Rovistando più a fondo nello scatolone, si mise a cercare una serie di una ventina di foto relative ai pezzi maggiori del recupero della Santa Rosa. Finalmente ne trovò alcune, in mazzi di quattro o cinque, in parti diverse di quella che stava ormai diventando una pigna inestricabile. A ogni nuova foto, dava un’occhiata attenta, poi, scuotendo la testa, constatava che mancava ogni somiglianza col tridente d’oro.
In fondo allo scatolone trovò una cartella gialla fermata da un elastico. Pensando lì per lì che contenesse le foto restanti della Santa Rosa , la estrasse e si affrettò ad aprirla. Dalla cartella scivolò, cadendo a terra, una foto 8 X 11 di una bella donna sui trent’anni passati da poco. Accompagnavano la foto appunti manoscritti, qualche lettera imbustata, e una ventina di fogli dattiloscritti a doppio spazio. Com’era possibile che non avesse riconosciuto quella cartella? , pensò Nick con un sospiro.
La donna della foto aveva lunghi capelli neri con un vago riflesso lucido sulla fronte, e portava una camicetta di cotone rosso-scuro, che, aperta in alto, rivelava un triplice filo di perle. In inchiostro blu, contrastante col rosso della camicetta, qualcuno aveva vergato, nell’angolo inferiore destro della foto e con splendida calligrafia da artista: « Mon Cher — je t’aime, Monique » .
Nick s’inginocchiò a raccogliere il contenuto sparso della cartella. Guardò a lungo il ritratto, il cuore in tumulto al ricordo della bellezza di lei, poi passò a riordinare le pagine dattiloscritte.
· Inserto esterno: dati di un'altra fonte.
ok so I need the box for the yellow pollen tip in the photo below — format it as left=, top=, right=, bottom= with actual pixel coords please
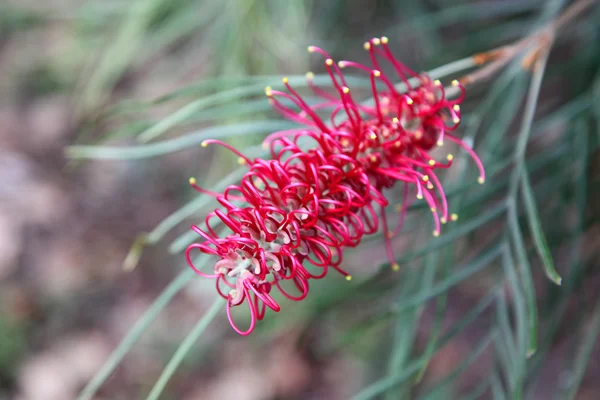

Una recava in cima, tutto in maiuscolo: «MONIQUE», e immediatamente sotto «di Nicholas C. Williams». Cominciò a leggere.
«Il meraviglioso della vita sta nella sua imprevedibilità. La vita di ognuno di noi viene irrimediabilmente mutata da cose impossibili a prevedersi. Ogni mattina, usciamo di casa per andare al lavoro, a scuola o dal droghiere, e, novantanove volte su cento, torniamo senza che ci sia accaduto nulla d’interessante o che possiamo ricordare a un mese di distanza. In giorni simili, le nostre vite scorrono via nella banalità del vivere, alla cadenza fondamentalmente monotona dell’esistenza quotidiana. Ma quello per cui viviamo è un altro giorno: il giorno magico.
«Nel giorno magico, il nostro carattere si precisa, la nostra crescita accelera, e si compiono i nostri mutamenti emotivi. Talora, magari una sola volta nella vita, ci capita una serie di codesti giorni: giorni che arrivano uno dopo l’altro, e così pieni di vita, cambiamento e sfida, da trasformarci completamente e da soffonderci l’animo di gioia sconfinata. Accade così che, in periodi del genere, veniamo spesso sopraffatti dal semplice, incredibile miracolo del vivere in sé. Questa è la storia di uno di questi periodi magici.
«A Fort Lauderdale era l’inizio delle vacanze primaverili. La stagione di nuoto di Harvard si era appena conclusa, e mio zio mi offrì, come regalo per i miei ventun anni, l’uso del suo appartamento in Florida per un paio di settimane, così che potessi sfogarmi un po’ dopo i rigori dello studio e della pratica del nuoto…»
Eran quasi dieci anni che non guardava quelle pagine. Nel leggerne i primi paragrafi, ricordò vivamente l’estasi in cui erano state scritte. Due sere prima della festa… Lei, quella sera, aveva un impegno di società; sarebbe rientrata troppo tardi, e sarebbe venuta l’indomani mattina. Io non riuscii a dormire. Era la prima notte in una settimana che non stavo con lei. Si arrestò un istante: le antiche emozioni, turbinandogli dentro, gli davano un senso di vertigine e come di nausea. Rilesse il primo paragrafo. Ed è stato prima del dolore. Prima dell’incredibile, maledetto dolore.